This repository contains two scripts to simplify the process of creating ZFS pools and benchmarking their performance. The first script focuses on creating ZFS pools using preset configurations optimized for SSDs or HDDs. The second script benchmarks ZFS pools using fio
and iozone
to assess performance across various workloads.
ZFS is a powerful file system and logical volume manager designed to provide high storage capacity, data integrity, and various performance features. Configuring and benchmarking ZFS optimally can be complex, especially when dealing with different types of storage devices like SSDs and HDDs.
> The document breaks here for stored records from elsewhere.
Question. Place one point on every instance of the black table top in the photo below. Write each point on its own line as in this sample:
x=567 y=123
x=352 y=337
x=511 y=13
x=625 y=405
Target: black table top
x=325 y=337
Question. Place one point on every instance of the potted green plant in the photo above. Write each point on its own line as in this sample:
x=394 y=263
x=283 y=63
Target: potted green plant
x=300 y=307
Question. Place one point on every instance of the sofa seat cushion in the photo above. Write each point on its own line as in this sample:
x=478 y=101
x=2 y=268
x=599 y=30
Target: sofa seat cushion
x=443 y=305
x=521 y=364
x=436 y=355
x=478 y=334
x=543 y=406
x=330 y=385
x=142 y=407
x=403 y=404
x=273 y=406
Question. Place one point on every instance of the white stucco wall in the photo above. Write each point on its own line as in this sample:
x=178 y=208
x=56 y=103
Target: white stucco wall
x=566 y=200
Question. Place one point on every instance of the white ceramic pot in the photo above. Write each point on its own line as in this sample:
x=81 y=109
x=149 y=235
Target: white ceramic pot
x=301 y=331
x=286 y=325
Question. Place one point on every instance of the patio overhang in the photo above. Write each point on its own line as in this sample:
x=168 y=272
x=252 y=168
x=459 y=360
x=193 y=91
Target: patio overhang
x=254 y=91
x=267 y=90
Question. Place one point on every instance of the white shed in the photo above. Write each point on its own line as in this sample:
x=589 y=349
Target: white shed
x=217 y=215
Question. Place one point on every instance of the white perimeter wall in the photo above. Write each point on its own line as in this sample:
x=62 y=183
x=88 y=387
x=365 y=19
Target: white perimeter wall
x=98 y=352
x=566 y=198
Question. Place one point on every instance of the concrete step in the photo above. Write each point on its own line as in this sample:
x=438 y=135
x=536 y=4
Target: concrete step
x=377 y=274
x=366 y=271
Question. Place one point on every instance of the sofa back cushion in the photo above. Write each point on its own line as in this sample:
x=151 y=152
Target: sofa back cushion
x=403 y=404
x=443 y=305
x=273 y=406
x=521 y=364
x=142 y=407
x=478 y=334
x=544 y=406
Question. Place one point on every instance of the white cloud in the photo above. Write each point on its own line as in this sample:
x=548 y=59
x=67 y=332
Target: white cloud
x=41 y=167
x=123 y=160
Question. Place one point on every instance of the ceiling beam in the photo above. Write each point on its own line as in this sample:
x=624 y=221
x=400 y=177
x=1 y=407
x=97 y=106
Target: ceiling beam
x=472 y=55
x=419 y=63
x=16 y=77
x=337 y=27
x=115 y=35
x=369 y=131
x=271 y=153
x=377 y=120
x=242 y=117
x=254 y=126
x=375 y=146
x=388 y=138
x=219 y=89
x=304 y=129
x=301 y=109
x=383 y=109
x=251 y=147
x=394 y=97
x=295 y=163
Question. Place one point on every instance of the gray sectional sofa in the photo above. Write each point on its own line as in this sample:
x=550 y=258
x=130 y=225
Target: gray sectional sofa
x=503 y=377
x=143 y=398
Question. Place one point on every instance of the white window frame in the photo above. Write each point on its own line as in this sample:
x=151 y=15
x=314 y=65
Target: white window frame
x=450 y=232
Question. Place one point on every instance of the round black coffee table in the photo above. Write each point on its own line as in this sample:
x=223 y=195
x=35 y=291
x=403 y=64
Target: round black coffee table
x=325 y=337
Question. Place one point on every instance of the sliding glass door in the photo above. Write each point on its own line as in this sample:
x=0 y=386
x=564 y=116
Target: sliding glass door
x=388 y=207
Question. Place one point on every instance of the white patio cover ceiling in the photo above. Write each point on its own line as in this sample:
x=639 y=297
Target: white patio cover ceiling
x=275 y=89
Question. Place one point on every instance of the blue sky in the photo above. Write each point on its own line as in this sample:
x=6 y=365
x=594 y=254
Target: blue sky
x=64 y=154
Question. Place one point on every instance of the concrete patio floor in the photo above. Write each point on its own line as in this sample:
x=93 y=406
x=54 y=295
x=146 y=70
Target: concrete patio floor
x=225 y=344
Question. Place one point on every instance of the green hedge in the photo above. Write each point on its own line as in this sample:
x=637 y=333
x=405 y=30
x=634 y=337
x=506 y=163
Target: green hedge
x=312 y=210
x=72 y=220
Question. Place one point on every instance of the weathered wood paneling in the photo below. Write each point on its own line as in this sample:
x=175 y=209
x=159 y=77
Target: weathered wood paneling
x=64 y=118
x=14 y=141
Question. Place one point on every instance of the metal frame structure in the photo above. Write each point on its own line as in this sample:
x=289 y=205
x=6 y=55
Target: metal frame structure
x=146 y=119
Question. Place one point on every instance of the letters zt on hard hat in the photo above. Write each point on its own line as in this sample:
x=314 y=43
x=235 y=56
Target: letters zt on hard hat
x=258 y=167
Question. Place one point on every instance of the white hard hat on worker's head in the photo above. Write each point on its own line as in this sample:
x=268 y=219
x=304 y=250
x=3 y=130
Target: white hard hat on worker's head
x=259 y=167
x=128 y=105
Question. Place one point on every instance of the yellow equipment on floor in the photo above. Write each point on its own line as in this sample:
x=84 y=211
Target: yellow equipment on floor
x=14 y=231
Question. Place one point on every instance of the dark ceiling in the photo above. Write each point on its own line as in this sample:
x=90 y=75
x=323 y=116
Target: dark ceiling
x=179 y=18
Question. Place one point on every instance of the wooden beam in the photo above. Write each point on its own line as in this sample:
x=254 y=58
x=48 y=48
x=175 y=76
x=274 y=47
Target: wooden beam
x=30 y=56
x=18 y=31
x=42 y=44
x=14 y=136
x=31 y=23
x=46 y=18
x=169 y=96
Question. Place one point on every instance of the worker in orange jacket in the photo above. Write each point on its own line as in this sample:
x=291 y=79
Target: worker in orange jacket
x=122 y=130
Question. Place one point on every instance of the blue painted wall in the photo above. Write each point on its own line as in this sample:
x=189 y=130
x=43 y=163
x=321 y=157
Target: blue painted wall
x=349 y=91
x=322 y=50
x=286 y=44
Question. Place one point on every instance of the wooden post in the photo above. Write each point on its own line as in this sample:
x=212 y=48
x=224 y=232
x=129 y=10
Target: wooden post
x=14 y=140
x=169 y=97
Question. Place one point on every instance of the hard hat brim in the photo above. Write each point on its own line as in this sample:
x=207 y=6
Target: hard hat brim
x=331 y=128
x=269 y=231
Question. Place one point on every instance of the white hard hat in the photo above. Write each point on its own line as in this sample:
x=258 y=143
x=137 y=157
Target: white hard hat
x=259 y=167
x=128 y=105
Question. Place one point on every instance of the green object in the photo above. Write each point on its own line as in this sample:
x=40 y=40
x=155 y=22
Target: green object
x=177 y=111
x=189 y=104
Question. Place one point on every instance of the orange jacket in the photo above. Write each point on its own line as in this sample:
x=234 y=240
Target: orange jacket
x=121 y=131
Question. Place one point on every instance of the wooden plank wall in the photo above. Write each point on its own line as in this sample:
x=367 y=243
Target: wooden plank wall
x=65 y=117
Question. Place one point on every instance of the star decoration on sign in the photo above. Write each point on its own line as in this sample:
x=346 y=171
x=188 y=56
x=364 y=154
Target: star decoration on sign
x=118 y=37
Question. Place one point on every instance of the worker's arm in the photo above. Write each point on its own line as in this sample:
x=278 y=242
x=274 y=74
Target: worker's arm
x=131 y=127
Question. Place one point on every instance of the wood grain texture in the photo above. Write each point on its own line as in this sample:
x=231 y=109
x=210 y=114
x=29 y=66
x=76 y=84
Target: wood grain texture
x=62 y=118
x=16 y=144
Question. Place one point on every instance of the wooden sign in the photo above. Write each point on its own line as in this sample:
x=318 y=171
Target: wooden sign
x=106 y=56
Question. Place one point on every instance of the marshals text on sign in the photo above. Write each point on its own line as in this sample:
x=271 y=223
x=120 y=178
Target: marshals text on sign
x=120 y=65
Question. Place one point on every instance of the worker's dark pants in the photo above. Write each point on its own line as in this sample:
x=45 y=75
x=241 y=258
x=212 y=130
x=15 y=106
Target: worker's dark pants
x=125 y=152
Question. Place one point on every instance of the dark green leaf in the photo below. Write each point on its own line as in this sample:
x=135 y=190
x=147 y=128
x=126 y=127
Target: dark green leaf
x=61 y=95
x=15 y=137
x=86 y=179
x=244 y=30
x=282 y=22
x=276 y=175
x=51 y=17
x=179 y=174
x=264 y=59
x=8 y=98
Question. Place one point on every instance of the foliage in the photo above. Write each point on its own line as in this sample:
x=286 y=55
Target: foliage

These scripts automate the setup and performance evaluation processes, ensuring optimal settings and comprehensive benchmarks for different use cases.
- Automatic Disk Type Detection: Detects whether the disks are SSDs or HDDs and applies appropriate settings.
- Preset Configurations: Uses JSON files to define presets optimized for various use cases.
- Dry Run Mode: Allows you to see the commands that would be executed without making any changes.
- Interactive User Prompts: Asks for user input when disk types are mixed or unclear.
- Customizable Mount Points: Allows specifying a custom mount point for the ZFS pool.
- Interactive ZFS Pool Selection: Prompts the user to select a ZFS pool from a list of available pools.
- Automatic Caching Control: Disables and re-enables ZFS caching before and after benchmarks to test actual performance.
- Comprehensive Workload Benchmarks: Performs benchmarks for generic workloads (random read/write, sequential read/write, latency) as well as specific workloads (VM volumes, data, databases) using
fio
andiozone
. - Synthetic Benchmark Results: Outputs synthetic benchmark results in the terminal by grepping relevant data from the results.
- Prefetch Avoidance: Adds offsets to multiple workers to avoid prefetching during benchmarks.
jq
: A command-line JSON processor.bc
: An arbitrary precision calculator language.lsblk
: Utility to list information about block devices.sudo
: To ensure the script can run ZFS commands with necessary permissions.fio
: Flexible I/O tester for benchmarking and stress testing.iozone
: Filesystem benchmark tool.
-
Clone the repository or download the scripts.
-
Ensure the scripts are executable:
chmod +x zfs-create.sh zfs-benchmark.sh
-
Install required dependencies:
sudo apt-get install jq bc fio iozone3
Usage: zfs-create-pool.sh [OPTIONS] [DISKS...]
Options:
--dry-run Perform a dry run (echo commands instead of executing them)
-p, --preset Name of the preset configuration (without .json)
-n, --pool Name of the ZFS pool to be created
-m, --mountpoint Optional: Mount point for the ZFS pool (default: /mnt/zpool)
--hdd Assume all disks are HDDs
--ssd Assume all disks are SSDs
DISKS List of disks in ZFS vdev format (e.g., /dev/disk/by-id/...)
Examples:
zfs-create-pool.sh --ssd --preset vm --pool myzpool --mountpoint /mnt/zpool
Run the script.
./zfs-benchmark.sh
Follow the prompts to select the ZFS pool you want to benchmark.
The script will disable ZFS caching, perform generic benchmarks (random read/write, sequential read/write, latency), specific benchmarks for VM volumes, data workloads, and database workloads using both fio and iozone, and then re-enable ZFS caching.
Finally, it will output synthetic benchmark results for each benchmark type.
By using these scripts, you can automate the creation and benchmarking of ZFS pools, ensuring optimal configuration and comprehensive performance evaluation for different storage scenarios.